She had written the letters. Not the usual letters she had been writing for the last 26 years, with notification of the start of term and booklists enclosed.

No. This year she had included the contact detail of other schools and private tutors who might be willing to help continue the children's education where she no longer could. And this year she had been signing them differently as well.

Minerva McGonagall

Headmistress.

She didn't like it.

The task had been heart-wrenching. Of all the promises she had made over her many years, her promise to Albus to look after the school and their students had been perhaps her most sincere. Yet here she was… alone in a school that would not be opening again in September, whose staff had been laid off and whose House Elves had been relocated.

This was perhaps the only fact that made her glad that he wasn't here. It would have killed him to see this. Everything he had worked so hard for- dashed because those imbeciles at the Ministry couldn't see that the children would likely be far safer here than at home.

In any case, she had fought the fight hard. She had argued logically and impassionedly, she had asked, demanded and begged but she and not made near enough headway to succeed in keeping Hogwarts open. She had failed.

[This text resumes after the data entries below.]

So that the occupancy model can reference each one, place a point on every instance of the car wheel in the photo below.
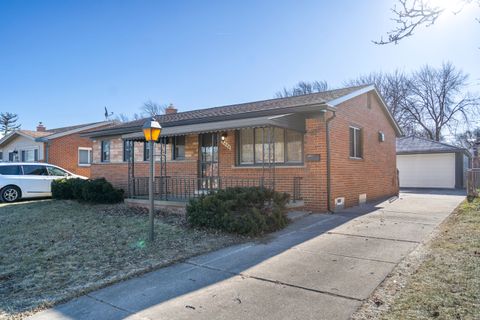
(10, 194)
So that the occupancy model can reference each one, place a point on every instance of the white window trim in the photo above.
(32, 148)
(359, 130)
(89, 157)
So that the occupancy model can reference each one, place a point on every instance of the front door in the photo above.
(208, 171)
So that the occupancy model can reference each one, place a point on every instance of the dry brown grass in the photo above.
(51, 251)
(447, 283)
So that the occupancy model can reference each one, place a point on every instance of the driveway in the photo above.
(320, 267)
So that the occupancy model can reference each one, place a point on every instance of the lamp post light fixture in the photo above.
(151, 131)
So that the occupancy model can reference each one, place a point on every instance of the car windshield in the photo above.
(10, 170)
(53, 171)
(35, 170)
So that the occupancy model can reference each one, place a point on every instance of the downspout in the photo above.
(327, 137)
(47, 148)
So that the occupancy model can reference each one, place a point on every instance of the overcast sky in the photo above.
(61, 62)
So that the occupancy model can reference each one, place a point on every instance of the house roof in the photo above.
(52, 133)
(417, 145)
(328, 99)
(34, 134)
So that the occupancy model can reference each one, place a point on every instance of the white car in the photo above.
(19, 180)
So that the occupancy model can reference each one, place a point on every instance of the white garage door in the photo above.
(427, 170)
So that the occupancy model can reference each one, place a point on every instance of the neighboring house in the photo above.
(63, 147)
(279, 142)
(424, 163)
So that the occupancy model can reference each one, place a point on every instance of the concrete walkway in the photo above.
(320, 267)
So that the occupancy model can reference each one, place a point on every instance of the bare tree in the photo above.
(303, 87)
(468, 138)
(8, 122)
(411, 14)
(151, 109)
(437, 100)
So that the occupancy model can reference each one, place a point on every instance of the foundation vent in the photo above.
(362, 198)
(339, 203)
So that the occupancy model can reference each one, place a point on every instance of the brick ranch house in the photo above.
(64, 147)
(327, 150)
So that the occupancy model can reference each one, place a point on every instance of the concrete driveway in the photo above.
(320, 267)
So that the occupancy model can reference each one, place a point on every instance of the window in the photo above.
(10, 170)
(146, 151)
(246, 146)
(105, 156)
(35, 170)
(12, 156)
(127, 150)
(84, 156)
(178, 148)
(294, 146)
(30, 155)
(254, 148)
(356, 143)
(54, 171)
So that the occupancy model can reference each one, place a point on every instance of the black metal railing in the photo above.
(178, 188)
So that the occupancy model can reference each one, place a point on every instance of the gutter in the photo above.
(327, 137)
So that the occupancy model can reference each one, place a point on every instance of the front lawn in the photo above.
(447, 283)
(53, 250)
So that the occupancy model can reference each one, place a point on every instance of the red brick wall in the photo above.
(63, 152)
(374, 175)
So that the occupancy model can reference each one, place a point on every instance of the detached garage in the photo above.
(424, 163)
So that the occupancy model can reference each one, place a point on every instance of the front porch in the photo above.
(177, 190)
(208, 163)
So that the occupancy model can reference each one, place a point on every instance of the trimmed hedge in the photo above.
(94, 191)
(243, 210)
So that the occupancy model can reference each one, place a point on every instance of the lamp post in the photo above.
(151, 131)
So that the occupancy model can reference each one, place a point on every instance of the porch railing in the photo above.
(177, 188)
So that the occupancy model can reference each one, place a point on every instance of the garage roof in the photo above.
(416, 145)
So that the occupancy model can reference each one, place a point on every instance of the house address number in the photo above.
(313, 157)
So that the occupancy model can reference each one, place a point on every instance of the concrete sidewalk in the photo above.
(320, 267)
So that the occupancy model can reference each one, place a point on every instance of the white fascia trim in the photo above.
(65, 133)
(11, 134)
(336, 102)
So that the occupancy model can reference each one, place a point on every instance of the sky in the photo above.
(62, 62)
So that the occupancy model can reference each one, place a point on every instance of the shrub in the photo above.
(94, 191)
(243, 210)
(67, 188)
(101, 191)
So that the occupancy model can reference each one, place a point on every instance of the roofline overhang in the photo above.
(405, 153)
(336, 102)
(11, 135)
(73, 131)
(303, 109)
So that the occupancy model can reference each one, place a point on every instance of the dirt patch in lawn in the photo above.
(52, 251)
(439, 280)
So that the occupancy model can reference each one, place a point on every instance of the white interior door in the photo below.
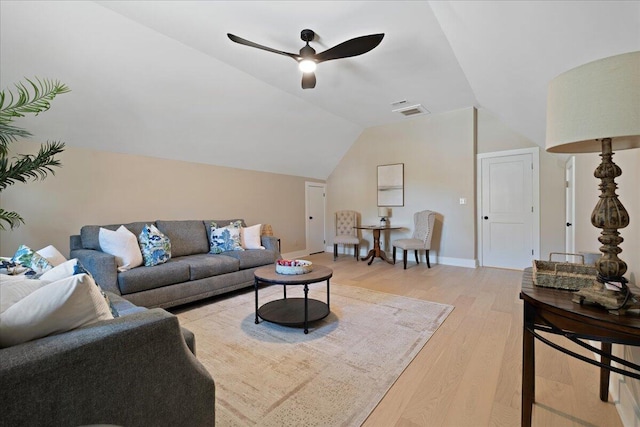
(507, 211)
(315, 194)
(570, 218)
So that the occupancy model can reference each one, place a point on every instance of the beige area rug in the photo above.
(271, 375)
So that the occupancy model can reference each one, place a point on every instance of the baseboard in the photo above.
(433, 259)
(621, 393)
(623, 398)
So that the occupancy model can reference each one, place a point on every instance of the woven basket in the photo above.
(563, 275)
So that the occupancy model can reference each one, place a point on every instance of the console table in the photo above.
(551, 310)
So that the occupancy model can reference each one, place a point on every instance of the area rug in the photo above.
(271, 375)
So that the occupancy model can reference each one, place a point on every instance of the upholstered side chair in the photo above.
(421, 238)
(345, 233)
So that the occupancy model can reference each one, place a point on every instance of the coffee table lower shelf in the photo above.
(290, 311)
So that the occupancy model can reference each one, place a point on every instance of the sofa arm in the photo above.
(271, 243)
(130, 371)
(102, 267)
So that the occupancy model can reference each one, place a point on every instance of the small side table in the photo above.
(376, 252)
(292, 311)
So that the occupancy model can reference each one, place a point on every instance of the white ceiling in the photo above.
(161, 78)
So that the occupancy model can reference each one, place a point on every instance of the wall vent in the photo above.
(411, 110)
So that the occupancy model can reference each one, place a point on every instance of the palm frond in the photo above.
(35, 99)
(11, 218)
(25, 167)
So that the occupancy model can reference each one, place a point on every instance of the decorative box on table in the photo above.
(563, 275)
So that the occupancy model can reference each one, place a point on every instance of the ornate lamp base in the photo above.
(617, 302)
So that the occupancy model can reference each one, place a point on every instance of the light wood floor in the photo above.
(468, 374)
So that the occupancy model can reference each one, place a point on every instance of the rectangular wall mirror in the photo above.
(391, 185)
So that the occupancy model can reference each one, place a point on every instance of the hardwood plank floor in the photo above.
(468, 374)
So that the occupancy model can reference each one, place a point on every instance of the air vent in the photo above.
(411, 110)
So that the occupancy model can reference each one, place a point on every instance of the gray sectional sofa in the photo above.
(138, 369)
(190, 275)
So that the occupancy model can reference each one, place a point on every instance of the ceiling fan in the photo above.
(308, 58)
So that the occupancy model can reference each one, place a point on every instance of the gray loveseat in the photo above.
(138, 369)
(191, 274)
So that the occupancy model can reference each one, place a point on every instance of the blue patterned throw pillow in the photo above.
(154, 245)
(225, 239)
(29, 258)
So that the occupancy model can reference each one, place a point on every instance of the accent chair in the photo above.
(345, 233)
(421, 238)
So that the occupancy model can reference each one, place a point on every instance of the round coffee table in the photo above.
(292, 311)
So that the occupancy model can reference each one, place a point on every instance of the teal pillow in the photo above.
(154, 245)
(29, 258)
(225, 239)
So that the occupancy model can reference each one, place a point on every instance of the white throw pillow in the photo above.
(54, 308)
(250, 237)
(122, 244)
(51, 254)
(14, 288)
(62, 271)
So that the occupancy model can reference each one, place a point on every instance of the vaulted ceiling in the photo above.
(161, 78)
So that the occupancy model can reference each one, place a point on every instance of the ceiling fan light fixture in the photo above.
(307, 66)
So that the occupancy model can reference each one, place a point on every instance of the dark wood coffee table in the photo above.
(292, 311)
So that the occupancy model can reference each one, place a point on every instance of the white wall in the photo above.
(96, 187)
(439, 169)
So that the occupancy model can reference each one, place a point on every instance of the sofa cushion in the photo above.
(54, 308)
(145, 278)
(90, 233)
(221, 223)
(206, 265)
(187, 237)
(253, 257)
(123, 245)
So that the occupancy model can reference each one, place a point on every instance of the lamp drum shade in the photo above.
(600, 99)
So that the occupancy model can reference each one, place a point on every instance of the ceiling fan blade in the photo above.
(353, 47)
(308, 80)
(245, 42)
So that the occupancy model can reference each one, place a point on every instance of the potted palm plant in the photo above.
(32, 97)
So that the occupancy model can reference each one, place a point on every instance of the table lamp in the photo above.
(596, 108)
(384, 214)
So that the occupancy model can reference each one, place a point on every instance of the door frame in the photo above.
(535, 188)
(308, 184)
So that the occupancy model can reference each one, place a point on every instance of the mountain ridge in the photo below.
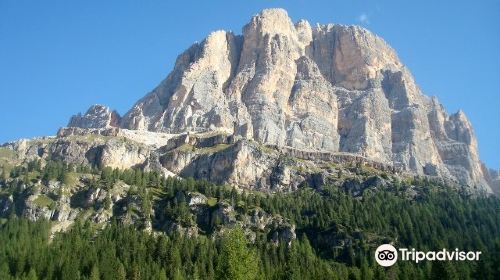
(330, 88)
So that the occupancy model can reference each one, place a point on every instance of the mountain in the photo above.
(330, 89)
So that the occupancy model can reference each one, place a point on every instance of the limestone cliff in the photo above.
(331, 88)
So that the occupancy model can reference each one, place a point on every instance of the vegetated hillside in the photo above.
(139, 225)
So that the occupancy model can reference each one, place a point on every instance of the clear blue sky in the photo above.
(57, 58)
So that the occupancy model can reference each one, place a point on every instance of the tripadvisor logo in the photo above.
(386, 255)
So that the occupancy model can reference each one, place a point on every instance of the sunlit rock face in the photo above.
(331, 87)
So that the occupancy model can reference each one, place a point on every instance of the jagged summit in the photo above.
(331, 88)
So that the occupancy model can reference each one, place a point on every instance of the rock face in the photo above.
(331, 88)
(97, 116)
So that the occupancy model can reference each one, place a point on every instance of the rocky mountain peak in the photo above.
(97, 116)
(331, 88)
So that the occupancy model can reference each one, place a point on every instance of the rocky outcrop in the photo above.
(97, 116)
(330, 88)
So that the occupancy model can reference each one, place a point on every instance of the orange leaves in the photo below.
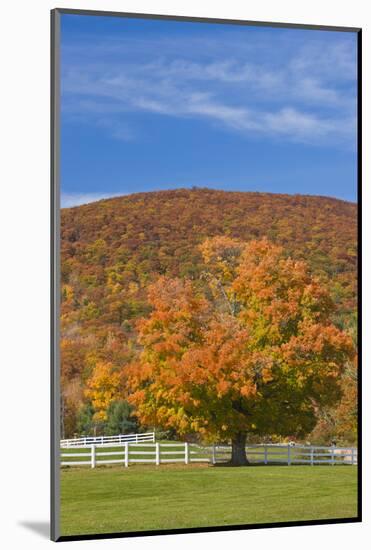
(103, 387)
(262, 365)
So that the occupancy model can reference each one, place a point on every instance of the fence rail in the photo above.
(108, 439)
(129, 452)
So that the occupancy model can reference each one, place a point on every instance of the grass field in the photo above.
(140, 498)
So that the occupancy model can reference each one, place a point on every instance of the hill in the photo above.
(112, 249)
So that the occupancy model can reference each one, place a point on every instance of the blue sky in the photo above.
(150, 105)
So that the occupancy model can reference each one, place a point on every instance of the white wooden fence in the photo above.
(127, 453)
(107, 439)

The letters were gone now, she hadn't been able to bear them sitting there. The owls would be arriving tomorrow morning and no doubt all hell would break loose shortly there after.

Minerva knew she should be making the most of the calm before the storm but she couldn't rest. She hadn't been able to sleep through the night since Albus had died and her current state of exhaustion had long since become the norm.

She started as cold water sloshed further up her arms, drenching her sleeves. He had obviously misjudged that plunge into the bucket. There was no real point in drying them off though; they would be soaked again soon enough. So, wiping some stray hairs out of her face she went back to scrubbing.

It was mind-numbing work. But that was exactly why she was doing it. She didn't want to think anymore. Couldn't bear to think any more.

The cold stone flags of the entrance hall were hellish on her old knees, and her shoulders and hand ached something fierce but he kept going. Kept on going until she reached the entrance to the dungeons.

She stopped. She stared down the dark stair well. It was almost as though it was goading her. The blessed silence of the empty school was suddenly broken in her head, and like a dam bursting she was suddenly engulfed by a myriad of sarcastic, caustic comments.

"No!" she cried softly, "No!" but the voices continued mocking and taunting her.

"NO!" she finally yelled, snapping for the first time in what seemed to be an age. It was all too much. All far too much.

In a fit of temper she threw the scrubbing brush down the stairs closely followed by the bucket of soap water.

"No." she sobbed, sliding back down till the floor. And she cried. For the first time since that night, she cried with her heart and her soul until it was all too much and she fell into a fitful sleep on the still wet floor.